Yanaklarımın alev almasından kızardığımı hissedebiliyordum.
Toprak da fark etmiş olacak ki kahkaha atıp iki yanağımı sıkarak "Sevgilisinden de utanırmış. Meleğim benim yanımdayken o tatlı yanakların hiç kızarmasın." dedi.
Bana az önce meleğim mi dedi o? Sen bana böyle tatlı sözler söylersen tabiki midemde filler tepişir. Yanaklarım kızarır. Her geçen dakika daha fazla bağlanıyorum ben bu şapşala ve sanırım en çok da mutluluğumuzun bozulmasından korkuyorum.
Zilin sesiyle kendime geldim ve " Derse geç kalmayalım hadi görüşürüz aşkım." Dedim.
Hı? Az önce ben aşkım mı dedim? Ilk defa toprağa aşkım demiştim ve gerçekten kendimi çok değişik hissettim. Normal de bir sürü sevgilim oldu hatta okulda ki tüm yakışıklı çocuklarla çıktım diyebiliriz. Ama onlara hiç bu kadar bağlanmadım.
Onlarla öpüşürken utanmazken Toprağa aşkım demekten utanıyordum. Gerçekten çok tuhaf biriyim.O da yanağıma uzun bir öpücük kondurup "Derste de seni düşünüceğim meleğim."dedi.
Al işte şimdi derste aklım hep bu kelimede takılı kalacak.
Daha fazla uzatmadan el salladım ve "görüşürüz. " dedim yeterince tatlı olmaya çalışarak.
"Görüşürüz." dedi ve ikimizde sınıflarımıza ayrıldık.
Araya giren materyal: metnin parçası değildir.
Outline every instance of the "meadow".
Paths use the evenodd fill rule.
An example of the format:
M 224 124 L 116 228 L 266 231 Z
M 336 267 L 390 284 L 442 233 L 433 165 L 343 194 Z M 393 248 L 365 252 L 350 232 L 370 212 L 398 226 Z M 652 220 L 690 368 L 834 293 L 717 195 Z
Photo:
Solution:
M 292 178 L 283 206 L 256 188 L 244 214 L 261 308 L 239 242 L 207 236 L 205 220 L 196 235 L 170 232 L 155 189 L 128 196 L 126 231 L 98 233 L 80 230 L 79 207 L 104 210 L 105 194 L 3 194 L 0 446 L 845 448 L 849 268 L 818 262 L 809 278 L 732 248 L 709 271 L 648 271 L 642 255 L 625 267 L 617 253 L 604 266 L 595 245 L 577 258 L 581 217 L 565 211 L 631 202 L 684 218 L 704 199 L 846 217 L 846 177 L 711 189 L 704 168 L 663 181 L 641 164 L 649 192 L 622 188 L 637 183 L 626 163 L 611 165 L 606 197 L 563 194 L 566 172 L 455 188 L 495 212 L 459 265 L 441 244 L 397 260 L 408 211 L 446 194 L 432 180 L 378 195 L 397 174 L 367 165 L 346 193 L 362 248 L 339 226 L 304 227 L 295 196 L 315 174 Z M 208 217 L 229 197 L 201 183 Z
Sınıfa girdiğimde hoca gelmemişti.
Bende Ecemsu 'nun yanına gittim. Giderken etrafı kolaçan ettim. Savaş kafasını sıraya gömmüş sanırsam uyuyordu. Birde ecemsunun sert bakışlarını fark ettim. 2 gündür Toprakla çıkıyordum ve Ecemsu yu gerçekten unuttum diyebiliriz. Toprağın yanındayken zaten dünyadan haberim yoktu. Ecemsu yine herzaman ki gibi bana trip atacaktır aslında bir yandan da haklıydı. Ecemsuyla hemen barışmak istiyordum o yüzden yanağına bir öpücük kondurup; "Kardeşlerin, kankaların en best friendi nasılsın? "
Ecemsu beni geriye itti ve "hıhıh en besti evet. O yüzden mi 2 günlük sevgilin olunca unuttun? " dedi.
"Ya kanka özür dilerim. Bir daha olmaz. Affettin mi tripciğim? " dedim ve kahkaha attım.
Ecemsu da son söylediğime güldü ve sarılıp barıştık. Küs kalmaya dayanamıyorduk. Bu yüzden 11 senedir tüm tartışmalarımıza rağmen arkadaştık. Hocanın gelmesiyle ayağa kalktık. Günaydın faslını geçerek sıkıcı bir tarih dersine 'merhaba' dedik. (Yazar burada kendi nefret ettiği dersi yazdı :D)
Bende dersi dinlemedim ve Ecemsuyla konuştum.
Üzerimde hissettiğim göz ile yavaşça, çaktırmadan arkama döndüm.
Savaş gözleri kanlı bir şekilde bana bakıyordu.
Hemen önüme döndüm ama yerimde huzursuzca kıpırdanıp durdum.
Ecemsu da anlamış olacak ki "Birşey mi oldu Duru? " diye sordu.
Bende "Savaşla siz ne zamandan beri sevgilisiniz? " diye sordum.
Biraz durakladı ve " Dün çıkmaya başladık. Yani Toprakla siz çıktıktan bir gün sonra. " dedi gülümseyerek.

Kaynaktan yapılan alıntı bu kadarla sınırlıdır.